Эрнест. Значит, мы должны обращаться к искусству решительно за всем.
Гильберт. За всем. Потому что искусство не причиняет нам боли. Назначение искусства – пробуждать в нас изысканные и бесплодные эмоции, образцом которых могут служить слезы, проливаемые нами в театре. Мы плачем, но мы не ранены. Мы скорбим, но в нашей скорби нет горечи. В действительной жизни печаль, как сказал где-то Спиноза, есть переход к меньшему совершенству. Но искусство наполняет нас печалью очищающей и освящающей, если позволено мне еще раз цитировать великого художественного критика греков. Через посредство искусства, и только через него, можем мы совершенствоваться. Через искусство, и только через него, можем мы оградить себя от низменных опасностей действительной жизни. Ибо, во-первых, незачем осуществлять то, что ты можешь себе представить, а во-вторых, есть тонкий закон о силе эмоций, которые, подобно физическим силам, ограничены в напряженности и энергии. Чувствовать можно столько-то, но отнюдь не больше.

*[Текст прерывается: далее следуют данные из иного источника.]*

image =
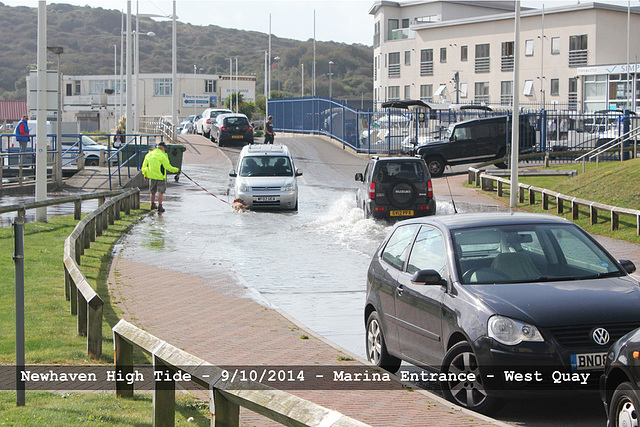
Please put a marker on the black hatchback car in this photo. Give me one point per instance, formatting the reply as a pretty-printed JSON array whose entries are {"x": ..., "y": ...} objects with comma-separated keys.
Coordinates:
[
  {"x": 231, "y": 127},
  {"x": 514, "y": 299},
  {"x": 620, "y": 383},
  {"x": 395, "y": 188}
]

Какое нам дело до наслаждений, которыми жизнь пытается нас соблазнить, до страданий, которыми она хочет исковеркать и омрачить нашу душу, если истинную тайну радости мы находим в созерцании жизни людей, никогда не живших, и если мы можем выплакать все наши слезы над смертью тех, кто, подобно Корделии и дочери Брабанцио, никогда не могут умереть?
Эрнест. Погодите минутку. Мне кажется, во всем, что вы сказали, есть нечто в корне безнравственное.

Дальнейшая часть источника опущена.